For most people, the annual spectacle of amazing lights with the familiar crackling sounds of fireworks displays greeted the start of the year 2016 in its usual glorious fashion. But for the Chinese, the Year of the Red Monkey is celebrated in February, through modern, authentic practices deeply rooted in tradition and history that truly proclaim Kung Hei Fat Choi.
In Hong Kong, Taiwan, and China, celebrating the New Year is more than just a phenomenal social affair with an abundance of food and beverage to last until sunrise, as their celebrations continue to showcase the essential parts as to truly why the rest of the world has come to love the monumental event.
Hong Kong offers a lot more than its countless high-end stores, side-street food havens, and tantalizing night life. As the city turns bright red, its annual Chinese New Year Parade amazes as it transforms into a magical place of lights and sounds. Sacred temples get packed with pilgrims who pray for good fortune, while the festive markets offer only the best finds, ranging from classic to auspicious souvenirs, catering to people’s varying preferences.

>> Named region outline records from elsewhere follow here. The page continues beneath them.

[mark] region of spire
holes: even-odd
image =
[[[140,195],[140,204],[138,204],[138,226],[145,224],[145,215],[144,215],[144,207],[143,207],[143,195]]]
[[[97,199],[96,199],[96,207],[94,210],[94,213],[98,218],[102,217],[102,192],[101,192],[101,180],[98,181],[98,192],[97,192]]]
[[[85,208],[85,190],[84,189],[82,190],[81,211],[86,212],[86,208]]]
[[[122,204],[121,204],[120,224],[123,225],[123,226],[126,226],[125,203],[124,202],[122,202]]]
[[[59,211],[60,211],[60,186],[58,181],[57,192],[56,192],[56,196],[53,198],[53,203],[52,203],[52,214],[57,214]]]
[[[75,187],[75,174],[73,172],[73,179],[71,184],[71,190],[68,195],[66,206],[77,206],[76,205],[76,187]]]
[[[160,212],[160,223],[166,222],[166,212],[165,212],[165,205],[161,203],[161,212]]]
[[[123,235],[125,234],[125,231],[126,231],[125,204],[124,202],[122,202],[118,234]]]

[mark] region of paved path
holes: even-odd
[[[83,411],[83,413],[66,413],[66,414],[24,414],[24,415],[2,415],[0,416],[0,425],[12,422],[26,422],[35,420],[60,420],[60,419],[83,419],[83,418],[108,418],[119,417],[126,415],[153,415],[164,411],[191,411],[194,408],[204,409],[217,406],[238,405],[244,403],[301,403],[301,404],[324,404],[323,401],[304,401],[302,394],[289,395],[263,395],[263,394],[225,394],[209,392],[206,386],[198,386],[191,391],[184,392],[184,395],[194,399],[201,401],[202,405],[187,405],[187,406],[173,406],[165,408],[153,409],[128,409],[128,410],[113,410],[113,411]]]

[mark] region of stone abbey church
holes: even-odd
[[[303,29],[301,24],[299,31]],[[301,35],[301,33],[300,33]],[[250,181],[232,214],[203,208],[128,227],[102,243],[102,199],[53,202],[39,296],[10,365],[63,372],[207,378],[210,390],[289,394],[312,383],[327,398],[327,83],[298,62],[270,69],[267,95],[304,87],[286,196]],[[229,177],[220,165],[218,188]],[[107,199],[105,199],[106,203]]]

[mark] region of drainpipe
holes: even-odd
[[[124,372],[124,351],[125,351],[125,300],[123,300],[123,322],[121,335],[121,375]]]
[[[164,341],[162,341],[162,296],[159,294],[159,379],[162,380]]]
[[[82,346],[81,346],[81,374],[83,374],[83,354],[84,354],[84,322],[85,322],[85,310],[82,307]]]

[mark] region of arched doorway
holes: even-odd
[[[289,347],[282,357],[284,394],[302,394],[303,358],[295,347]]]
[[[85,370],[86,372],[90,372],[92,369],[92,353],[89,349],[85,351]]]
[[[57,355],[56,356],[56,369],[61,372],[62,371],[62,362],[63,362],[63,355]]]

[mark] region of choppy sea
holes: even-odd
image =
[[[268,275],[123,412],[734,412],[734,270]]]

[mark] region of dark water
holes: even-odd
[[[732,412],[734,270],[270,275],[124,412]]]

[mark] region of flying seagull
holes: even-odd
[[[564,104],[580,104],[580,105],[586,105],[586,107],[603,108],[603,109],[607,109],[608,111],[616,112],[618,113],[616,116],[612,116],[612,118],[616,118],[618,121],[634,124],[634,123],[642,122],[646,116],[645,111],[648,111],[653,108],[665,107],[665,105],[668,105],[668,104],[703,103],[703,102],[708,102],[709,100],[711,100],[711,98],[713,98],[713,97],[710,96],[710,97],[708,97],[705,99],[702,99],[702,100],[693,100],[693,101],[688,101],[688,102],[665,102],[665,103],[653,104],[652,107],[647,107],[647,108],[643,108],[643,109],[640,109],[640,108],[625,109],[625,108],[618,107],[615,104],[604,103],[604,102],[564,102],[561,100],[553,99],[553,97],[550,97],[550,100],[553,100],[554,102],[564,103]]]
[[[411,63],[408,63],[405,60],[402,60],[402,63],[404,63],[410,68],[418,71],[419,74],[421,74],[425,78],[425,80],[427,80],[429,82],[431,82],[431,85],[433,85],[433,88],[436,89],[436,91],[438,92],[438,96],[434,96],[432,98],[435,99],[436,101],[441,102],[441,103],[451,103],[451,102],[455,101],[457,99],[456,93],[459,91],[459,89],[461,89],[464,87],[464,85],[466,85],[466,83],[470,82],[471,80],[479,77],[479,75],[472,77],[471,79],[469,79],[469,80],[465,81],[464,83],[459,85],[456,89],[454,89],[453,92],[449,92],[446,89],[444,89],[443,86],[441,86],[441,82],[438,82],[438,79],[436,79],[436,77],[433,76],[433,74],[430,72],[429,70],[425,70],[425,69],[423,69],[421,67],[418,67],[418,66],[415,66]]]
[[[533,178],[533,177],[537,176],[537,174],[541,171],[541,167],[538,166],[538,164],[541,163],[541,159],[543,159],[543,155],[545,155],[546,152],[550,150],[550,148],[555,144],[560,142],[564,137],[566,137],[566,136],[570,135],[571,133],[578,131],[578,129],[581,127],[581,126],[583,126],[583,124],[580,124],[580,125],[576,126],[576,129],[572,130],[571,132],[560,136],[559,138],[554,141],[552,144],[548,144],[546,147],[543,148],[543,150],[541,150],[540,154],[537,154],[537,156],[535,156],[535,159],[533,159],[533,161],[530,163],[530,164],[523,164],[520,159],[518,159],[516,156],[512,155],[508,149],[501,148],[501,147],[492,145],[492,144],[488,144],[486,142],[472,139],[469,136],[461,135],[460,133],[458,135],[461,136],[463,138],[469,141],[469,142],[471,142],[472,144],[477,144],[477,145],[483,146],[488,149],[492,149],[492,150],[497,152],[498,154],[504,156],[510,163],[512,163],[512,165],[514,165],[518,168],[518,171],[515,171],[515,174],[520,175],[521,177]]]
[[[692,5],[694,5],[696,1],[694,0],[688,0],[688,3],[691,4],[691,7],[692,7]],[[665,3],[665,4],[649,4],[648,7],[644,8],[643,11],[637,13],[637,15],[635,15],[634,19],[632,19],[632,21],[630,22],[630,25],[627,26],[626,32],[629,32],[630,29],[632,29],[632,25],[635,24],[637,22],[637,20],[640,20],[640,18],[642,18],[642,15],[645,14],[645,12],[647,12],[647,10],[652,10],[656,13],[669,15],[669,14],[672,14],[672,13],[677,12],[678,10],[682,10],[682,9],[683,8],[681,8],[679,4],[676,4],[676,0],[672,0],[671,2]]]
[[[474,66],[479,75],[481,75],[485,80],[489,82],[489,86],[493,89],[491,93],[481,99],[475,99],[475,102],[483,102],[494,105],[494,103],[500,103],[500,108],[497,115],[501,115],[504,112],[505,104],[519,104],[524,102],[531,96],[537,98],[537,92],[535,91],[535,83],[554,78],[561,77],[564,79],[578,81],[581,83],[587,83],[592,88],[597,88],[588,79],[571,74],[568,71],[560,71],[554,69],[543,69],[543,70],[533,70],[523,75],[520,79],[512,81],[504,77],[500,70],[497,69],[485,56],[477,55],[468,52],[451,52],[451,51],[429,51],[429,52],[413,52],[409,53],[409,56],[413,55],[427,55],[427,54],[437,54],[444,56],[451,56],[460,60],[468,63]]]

Adding to the festive mood are local and international acts, such as the Hong Kong Pulse 3D Light Show, where electrifying audio-visual effects accompany magnificent lights, projected on the iconic buildings of the Hong Kong Cultural Centre. One can also head over to the Lam Tsuen Wishing Square to write well wishes on colorful paper and hang them on the Lam Tsuen Wishing Trees. Those who want to try their luck in the New Year can visit Hong Kong’s horse race tracks, but the prestigious Parade of Floats will always be the highlight of the celebration with its picture-perfect fireworks show at the harbor.

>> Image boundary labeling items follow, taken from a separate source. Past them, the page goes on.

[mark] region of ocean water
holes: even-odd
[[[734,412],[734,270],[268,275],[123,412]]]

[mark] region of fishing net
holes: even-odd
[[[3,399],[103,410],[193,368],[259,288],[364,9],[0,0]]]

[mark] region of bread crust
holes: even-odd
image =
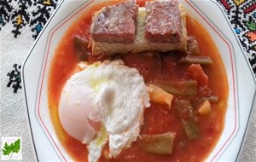
[[[138,8],[137,15],[136,37],[134,43],[107,43],[91,39],[92,55],[113,55],[139,53],[144,51],[166,52],[171,50],[185,51],[187,49],[186,13],[179,5],[181,13],[182,35],[179,43],[152,43],[145,38],[146,9]],[[101,11],[96,13],[98,14]]]

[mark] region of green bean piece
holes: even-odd
[[[155,80],[154,84],[172,95],[195,96],[197,95],[197,81],[164,81]]]
[[[177,110],[178,116],[189,139],[194,140],[197,138],[200,135],[200,130],[194,121],[195,115],[190,101],[177,99],[175,101],[175,107]]]
[[[141,135],[141,137],[138,139],[140,149],[156,154],[172,154],[176,133]]]

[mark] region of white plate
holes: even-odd
[[[48,110],[47,83],[55,49],[68,26],[103,0],[63,1],[38,37],[22,66],[22,82],[38,159],[73,160],[56,137]],[[225,126],[207,161],[235,161],[241,150],[255,96],[255,78],[221,7],[212,0],[181,1],[202,24],[224,62],[229,99]],[[221,83],[220,83],[221,84]]]

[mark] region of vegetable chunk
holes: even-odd
[[[201,115],[207,115],[212,111],[211,102],[208,100],[205,100],[199,107],[197,112]]]
[[[197,80],[199,85],[205,86],[209,84],[208,76],[199,64],[190,65],[187,71],[194,79]]]
[[[142,150],[157,154],[172,154],[176,133],[141,135],[141,137],[138,143]]]
[[[189,140],[199,136],[200,131],[194,121],[195,111],[190,101],[186,100],[176,100],[175,107],[177,110],[178,116],[182,121],[184,130]]]
[[[179,60],[179,62],[186,64],[212,65],[212,61],[210,57],[189,55],[181,58],[181,60]]]
[[[195,96],[197,95],[197,81],[163,81],[155,80],[154,84],[168,93],[180,95]]]
[[[149,95],[150,100],[160,104],[167,104],[168,107],[171,107],[171,102],[172,101],[173,95],[166,92],[163,89],[159,86],[150,84],[149,84]]]

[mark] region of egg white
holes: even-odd
[[[131,147],[139,135],[144,107],[149,106],[147,87],[138,71],[120,60],[105,61],[88,66],[70,78],[62,90],[59,112],[65,130],[89,143],[89,161],[96,161],[108,142],[109,157],[117,157]],[[70,126],[72,120],[63,119],[74,118],[76,124],[79,121],[81,124]],[[98,133],[88,119],[101,121]]]

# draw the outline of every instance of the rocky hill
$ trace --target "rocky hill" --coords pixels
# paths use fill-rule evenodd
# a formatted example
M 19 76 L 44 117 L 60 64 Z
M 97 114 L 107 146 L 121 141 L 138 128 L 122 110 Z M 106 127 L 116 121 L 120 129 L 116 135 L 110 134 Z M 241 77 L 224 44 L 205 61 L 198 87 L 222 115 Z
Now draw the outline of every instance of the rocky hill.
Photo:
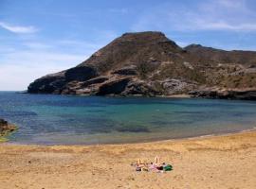
M 125 33 L 76 67 L 36 79 L 27 92 L 256 99 L 256 52 L 181 48 L 161 32 Z

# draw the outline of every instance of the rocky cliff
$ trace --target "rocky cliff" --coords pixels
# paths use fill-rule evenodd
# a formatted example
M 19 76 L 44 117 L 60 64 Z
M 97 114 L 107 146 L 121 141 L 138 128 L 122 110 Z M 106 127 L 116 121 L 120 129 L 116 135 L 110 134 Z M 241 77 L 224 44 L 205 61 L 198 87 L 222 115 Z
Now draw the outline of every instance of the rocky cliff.
M 256 52 L 181 48 L 161 32 L 125 33 L 76 67 L 36 79 L 27 92 L 256 99 Z

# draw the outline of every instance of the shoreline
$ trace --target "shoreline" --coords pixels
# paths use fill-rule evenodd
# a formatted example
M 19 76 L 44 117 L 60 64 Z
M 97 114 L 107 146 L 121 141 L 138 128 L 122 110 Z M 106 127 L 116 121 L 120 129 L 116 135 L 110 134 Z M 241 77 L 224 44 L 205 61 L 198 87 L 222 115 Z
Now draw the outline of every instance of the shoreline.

Up in the northern part of Taiwan is Pingxi district, home of the famous Pingxi Sky Lantern Festival—a visual treat for those looking to experience a different Chinese New Year. This festival offers a panoramic view of thousands of lanterns floated into the night sky. According to folklore, each glow represents the people’s prayers and the purification of their souls, ultimately promoting the country’s spirit.
Down south, a complementary event takes place in Yanshui’s Beehive Fireworks Festival where thousands of fireworks go off at the same time to resemble thousands of bees streaming out of hives. This festival, another mesmerizing visual event, traces back its roots to the folk and religious tradition of ridding off bad spirits and misfortune in the district.

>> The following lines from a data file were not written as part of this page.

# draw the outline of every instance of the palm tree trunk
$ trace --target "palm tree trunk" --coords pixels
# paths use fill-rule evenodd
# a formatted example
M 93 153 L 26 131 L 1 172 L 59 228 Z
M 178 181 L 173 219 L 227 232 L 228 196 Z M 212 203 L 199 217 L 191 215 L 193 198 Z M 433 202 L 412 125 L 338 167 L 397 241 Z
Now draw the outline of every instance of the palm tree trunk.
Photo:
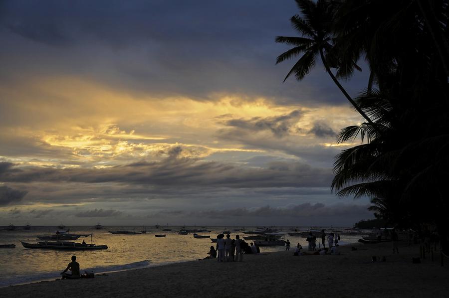
M 338 82 L 338 80 L 337 79 L 337 78 L 335 77 L 335 76 L 334 76 L 334 74 L 332 73 L 332 72 L 331 71 L 329 65 L 328 65 L 327 63 L 326 63 L 326 59 L 324 59 L 324 54 L 323 53 L 323 50 L 322 49 L 320 49 L 320 56 L 321 57 L 321 60 L 323 61 L 323 64 L 324 64 L 324 67 L 326 68 L 326 70 L 327 71 L 328 73 L 329 73 L 329 75 L 330 75 L 331 76 L 331 78 L 332 78 L 332 80 L 334 81 L 334 83 L 335 83 L 335 85 L 337 85 L 337 87 L 338 87 L 340 89 L 340 91 L 343 92 L 343 94 L 346 97 L 346 98 L 348 99 L 348 100 L 349 101 L 349 102 L 350 102 L 352 104 L 352 105 L 354 106 L 354 107 L 355 108 L 355 109 L 357 110 L 357 112 L 358 112 L 360 115 L 363 116 L 363 118 L 368 122 L 368 123 L 371 125 L 371 126 L 374 128 L 374 129 L 376 130 L 376 131 L 377 132 L 380 133 L 377 126 L 376 126 L 374 123 L 373 122 L 373 121 L 371 120 L 369 117 L 368 117 L 368 115 L 365 114 L 365 112 L 363 112 L 361 109 L 360 109 L 360 107 L 359 107 L 357 104 L 356 103 L 355 101 L 354 101 L 354 100 L 353 100 L 351 96 L 349 96 L 349 94 L 348 94 L 348 92 L 346 92 L 346 90 L 345 90 L 345 88 L 344 88 L 341 84 L 340 84 L 340 83 Z

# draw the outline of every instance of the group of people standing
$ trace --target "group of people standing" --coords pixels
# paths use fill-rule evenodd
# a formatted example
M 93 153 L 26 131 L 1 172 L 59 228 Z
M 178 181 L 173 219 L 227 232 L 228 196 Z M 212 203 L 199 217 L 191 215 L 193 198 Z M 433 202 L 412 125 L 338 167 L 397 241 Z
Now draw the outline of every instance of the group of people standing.
M 231 239 L 230 235 L 220 234 L 217 237 L 217 246 L 211 246 L 207 258 L 215 258 L 218 256 L 219 262 L 242 262 L 243 254 L 257 254 L 260 252 L 259 248 L 251 242 L 248 245 L 244 240 L 240 239 L 239 235 L 235 239 Z
M 326 248 L 326 232 L 324 229 L 321 230 L 321 243 L 323 244 L 323 248 Z M 330 233 L 327 235 L 328 248 L 331 249 L 333 246 L 338 246 L 338 241 L 340 240 L 340 235 L 333 232 Z M 308 242 L 308 250 L 316 251 L 316 236 L 313 233 L 310 232 L 306 241 Z

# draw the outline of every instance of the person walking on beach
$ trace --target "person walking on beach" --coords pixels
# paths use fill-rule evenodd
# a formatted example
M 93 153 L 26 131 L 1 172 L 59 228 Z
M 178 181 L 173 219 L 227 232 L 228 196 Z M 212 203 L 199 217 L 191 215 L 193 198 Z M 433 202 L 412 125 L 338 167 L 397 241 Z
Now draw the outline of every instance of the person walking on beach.
M 242 247 L 241 240 L 238 235 L 235 236 L 235 261 L 241 262 L 243 261 L 243 248 Z
M 70 270 L 71 274 L 67 273 Z M 76 256 L 72 256 L 72 262 L 67 265 L 65 270 L 61 273 L 62 279 L 79 279 L 79 263 L 76 262 Z
M 334 245 L 334 233 L 331 233 L 327 236 L 327 244 L 329 245 L 329 249 L 330 249 Z
M 326 233 L 324 233 L 324 229 L 323 229 L 321 230 L 321 243 L 323 244 L 323 248 L 326 248 L 325 242 L 326 242 Z
M 230 235 L 226 235 L 224 239 L 224 262 L 230 261 L 230 251 L 232 249 L 232 241 L 230 239 Z
M 393 245 L 393 254 L 395 253 L 395 250 L 399 254 L 399 250 L 398 249 L 398 233 L 395 229 L 391 230 L 391 242 Z
M 220 234 L 217 236 L 217 250 L 219 252 L 219 262 L 224 262 L 224 235 Z

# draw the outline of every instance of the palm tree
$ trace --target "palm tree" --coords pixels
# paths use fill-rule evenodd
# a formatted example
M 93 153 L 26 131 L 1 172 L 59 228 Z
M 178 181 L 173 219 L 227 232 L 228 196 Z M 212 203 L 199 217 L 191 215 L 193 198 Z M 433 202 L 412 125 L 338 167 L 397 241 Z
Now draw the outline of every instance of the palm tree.
M 316 57 L 319 55 L 326 71 L 337 86 L 357 112 L 375 128 L 375 130 L 377 130 L 373 121 L 349 96 L 331 70 L 331 67 L 336 68 L 338 64 L 338 59 L 332 56 L 332 53 L 335 51 L 332 44 L 332 28 L 335 6 L 328 0 L 318 0 L 316 2 L 311 0 L 295 1 L 304 17 L 296 14 L 291 17 L 291 21 L 293 27 L 302 36 L 276 37 L 276 42 L 294 46 L 293 48 L 281 54 L 277 57 L 276 64 L 303 54 L 287 74 L 284 82 L 293 73 L 295 73 L 297 80 L 302 80 L 315 66 Z M 342 76 L 350 76 L 354 68 L 361 70 L 355 62 L 353 61 L 347 69 L 341 72 Z M 337 74 L 339 74 L 338 72 Z

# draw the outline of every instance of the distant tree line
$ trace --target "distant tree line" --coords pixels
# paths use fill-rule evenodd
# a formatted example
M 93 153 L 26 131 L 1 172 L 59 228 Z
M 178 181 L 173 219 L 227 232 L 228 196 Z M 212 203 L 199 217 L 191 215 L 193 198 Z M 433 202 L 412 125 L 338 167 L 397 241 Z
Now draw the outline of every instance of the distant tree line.
M 286 79 L 301 80 L 319 58 L 365 121 L 341 130 L 361 144 L 336 157 L 332 189 L 368 196 L 377 217 L 404 227 L 437 227 L 448 250 L 449 0 L 296 0 L 299 36 L 277 62 L 298 58 Z M 352 98 L 339 80 L 360 70 L 366 88 Z

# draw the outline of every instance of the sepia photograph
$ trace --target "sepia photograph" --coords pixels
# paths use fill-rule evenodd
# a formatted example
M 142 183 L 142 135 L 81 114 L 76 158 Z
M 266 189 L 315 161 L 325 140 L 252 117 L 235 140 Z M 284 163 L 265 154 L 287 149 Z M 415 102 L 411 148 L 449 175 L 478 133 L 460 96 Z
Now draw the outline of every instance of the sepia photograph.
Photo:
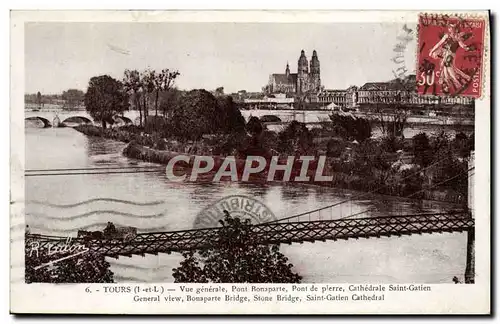
M 11 282 L 292 284 L 222 301 L 293 304 L 489 278 L 474 190 L 489 18 L 411 17 L 24 22 Z

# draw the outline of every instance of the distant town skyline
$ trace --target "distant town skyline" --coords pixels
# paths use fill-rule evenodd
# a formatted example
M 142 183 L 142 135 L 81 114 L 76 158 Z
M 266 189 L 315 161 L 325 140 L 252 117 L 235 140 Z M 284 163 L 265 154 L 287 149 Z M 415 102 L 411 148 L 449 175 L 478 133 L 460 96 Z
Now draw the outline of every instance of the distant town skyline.
M 86 91 L 93 76 L 121 80 L 125 69 L 148 67 L 179 70 L 179 89 L 261 91 L 287 62 L 297 71 L 301 50 L 309 60 L 317 51 L 326 89 L 346 89 L 394 79 L 403 34 L 395 23 L 28 23 L 25 93 Z M 408 74 L 415 46 L 405 50 Z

Both festivities are prominent attractions during Chinese New Year celebrations. More than the stunning view of thousands of lanterns and fireworks that were once unimaginable, the messages that come with these glows and explosions are also gratifying to the soul.
In Beijing, China, young flying acrobats, professional orchestra singers, musicians, and alluring dancers exhibiting traditional performances, are among the headliners of a different way of celebrating the New Year—China’s Lunar New Year Gala Night. In this highly-publicized showcase, millions of people witness various glamorized acts through a variety show broadcasted worldwide.
However, despite its “unconventional” platform, the Gala still speaks of tradition. It is also a celebration of China’s rich cultural history, promoting an appreciation of what has gone and the hopeful anticipation for a prosperous year to come.
Apart from the Gala, a trip to China is not complete without a few other stops in the Great Wall of China and the Forbidden City, among others.